Date of Award

1-1-2019

Document Type

Open Access Thesis

Degree Name

Master of Public Health (MPH)

Department

School of Public Health

First Advisor

Judith Lichtman

Abstract

Background: Hypertension is a major risk factor for cardiovascular disease (CVD). Blood pressure control is important to reduce cardiac risk for individuals with hypertension. Reduced access to health care may be associated with and blood pressure control.
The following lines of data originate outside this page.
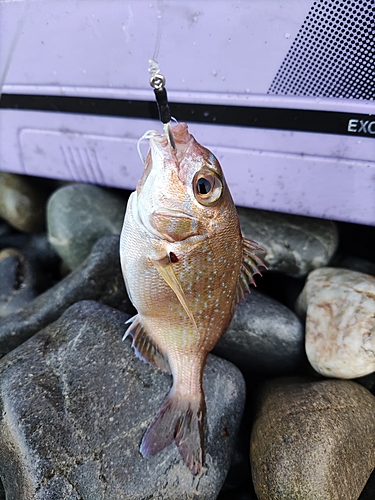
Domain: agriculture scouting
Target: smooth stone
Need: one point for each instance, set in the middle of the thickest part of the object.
(76, 402)
(245, 492)
(340, 322)
(293, 244)
(356, 264)
(369, 491)
(18, 281)
(80, 214)
(22, 201)
(313, 440)
(264, 337)
(98, 278)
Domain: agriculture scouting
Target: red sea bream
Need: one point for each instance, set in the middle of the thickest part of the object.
(185, 265)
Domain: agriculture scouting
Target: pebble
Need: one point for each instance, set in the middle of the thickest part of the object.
(22, 201)
(313, 440)
(293, 244)
(356, 264)
(18, 281)
(264, 337)
(340, 322)
(80, 214)
(98, 278)
(78, 402)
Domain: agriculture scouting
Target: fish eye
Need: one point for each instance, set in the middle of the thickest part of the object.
(203, 186)
(207, 186)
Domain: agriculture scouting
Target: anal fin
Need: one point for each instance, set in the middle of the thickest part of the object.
(249, 267)
(144, 346)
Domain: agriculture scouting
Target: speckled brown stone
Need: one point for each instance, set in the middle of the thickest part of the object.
(313, 440)
(340, 322)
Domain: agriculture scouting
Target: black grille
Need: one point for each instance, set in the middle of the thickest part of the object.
(333, 54)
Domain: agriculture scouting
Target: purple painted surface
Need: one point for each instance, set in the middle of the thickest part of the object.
(225, 52)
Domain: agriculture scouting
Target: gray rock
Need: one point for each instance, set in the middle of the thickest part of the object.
(98, 278)
(75, 404)
(22, 202)
(18, 281)
(80, 214)
(369, 491)
(264, 337)
(293, 244)
(313, 440)
(340, 322)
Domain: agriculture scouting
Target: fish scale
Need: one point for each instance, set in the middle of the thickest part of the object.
(185, 265)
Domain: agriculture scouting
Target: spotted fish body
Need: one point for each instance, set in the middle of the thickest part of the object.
(185, 265)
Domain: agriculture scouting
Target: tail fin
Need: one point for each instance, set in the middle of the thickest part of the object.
(181, 420)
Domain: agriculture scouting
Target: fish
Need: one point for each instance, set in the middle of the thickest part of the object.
(186, 265)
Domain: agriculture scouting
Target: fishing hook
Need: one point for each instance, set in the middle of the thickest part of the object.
(157, 82)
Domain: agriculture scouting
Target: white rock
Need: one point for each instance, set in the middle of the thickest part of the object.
(340, 322)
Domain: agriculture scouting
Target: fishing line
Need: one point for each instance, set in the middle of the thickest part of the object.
(160, 13)
(20, 26)
(157, 81)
Methods: To address this issue, the study included participants with hypertension who were enrolled in The Coronary Artery Risk Development in Young Adults(CARDIA) cohort. Using a cross-sectional study design, we examined whether the main predictor---access to care, defined asa cumulative variable of four aspects—whether or not have health insurance; whether or not have regular care resources; whether or not have payment difficulties; whether not seeking for care because of cost for 2years, was associated with blood pressure control, which is the primary outcome. Poor blood pressure control was defined as SBP>= 140 mmHg or DBP >= 90 mmHg for non-diabetic participants; with SBP>= 130 mmHg or DBP >= 80 mmHg for non-diabetic , The potential mediator is Medicate adherence ,which was defined using Morisky Scale.We included demographic factors and risk factors into the analysis and performed Student’s test, chi-square test, Fischer exact test, multivariable logistic regression model and conducted stratified analysis to determine whether decreased access to care was associated with poorer blood pressure control.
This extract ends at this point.